Unpredictability dissociates from structured control in language agents
For researchers building language agents, this work provides evidence that stochastic methods cannot replace structured control mechanisms, though the findings are limited to the specific agent family tested.
The paper tests whether stochastic sampling can substitute for structured control mechanisms in language agents, finding across extensive experiments that stochastic unpredictability does not reproduce structured, action-coupled control, with the structured agent outperforming stochastic variants in all datasets.

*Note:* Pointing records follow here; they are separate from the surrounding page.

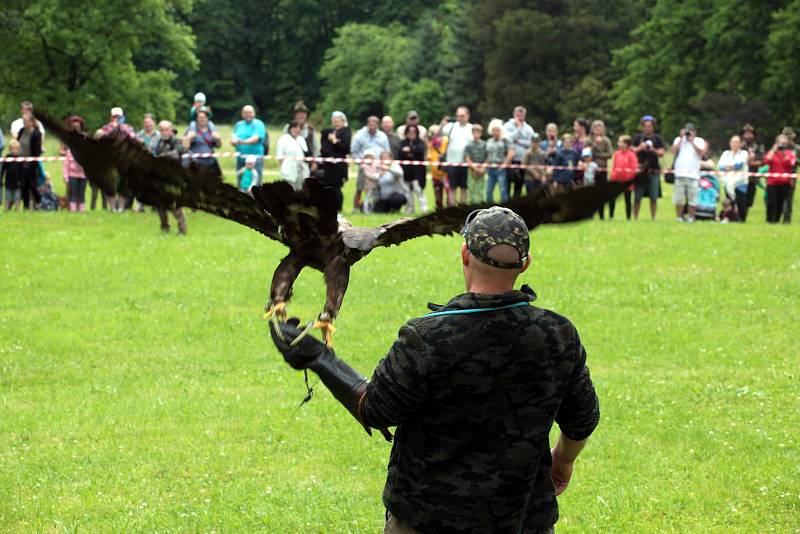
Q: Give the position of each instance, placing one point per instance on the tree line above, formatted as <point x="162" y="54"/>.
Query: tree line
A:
<point x="716" y="62"/>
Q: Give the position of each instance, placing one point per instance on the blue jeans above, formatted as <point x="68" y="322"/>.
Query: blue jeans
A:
<point x="259" y="169"/>
<point x="496" y="177"/>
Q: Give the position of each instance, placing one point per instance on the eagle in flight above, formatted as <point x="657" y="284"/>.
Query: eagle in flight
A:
<point x="305" y="221"/>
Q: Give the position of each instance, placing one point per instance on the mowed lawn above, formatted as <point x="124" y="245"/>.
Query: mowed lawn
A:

Unpredictable behavior is often taken as evidence of control, yet stochastic dispersion and structured action control need not coincide. This paper tests whether stochastic sampling can substitute for structured mechanisms that couple reasons, memory, self-state and inhibition to action selection in a language-agent implementation whose control components can be selectively disabled. In a seven-dataset baseline lesion matrix comprising 74,352 calls, the high-stochasticity comparator was more unpredictable than the structured-control variant in 7/7 datasets, whereas targeted reason and veto lesions reduced the expected structured-control profiles in 7/7 datasets each. In a matched-interface control spanning 26,946 generations, the structured agent maintained stronger action-field coupling than all stochastic, post-hoc, scrambled and verbosity controls across every dataset. The primary behavioral test removed free-form trace wording from the evaluation: 57,816 scored records showed the structured-control variant exceeding the high-stochasticity comparator or the reason/veto lesions in 7/7 datasets for all predefined behavioral components. Later open-weight runs extended the no-context controls to Qwen2.5 7B, 14B and 32B and to an independent Mistral-7B family across 20 task families and three agent scaffolds; no-fields, scrambled-context and distribution-matched controls failed to recover structured action control. A three-annotator blinded audit over 1,200 overlap items preserved high agreement. Strict entropy matching, strict token/compute matching and a formal counterfactual-flip stress test did not meet their gates and are treated as limitations. Stochastic unpredictability did not reproduce structured, action-coupled control in this implemented agent family.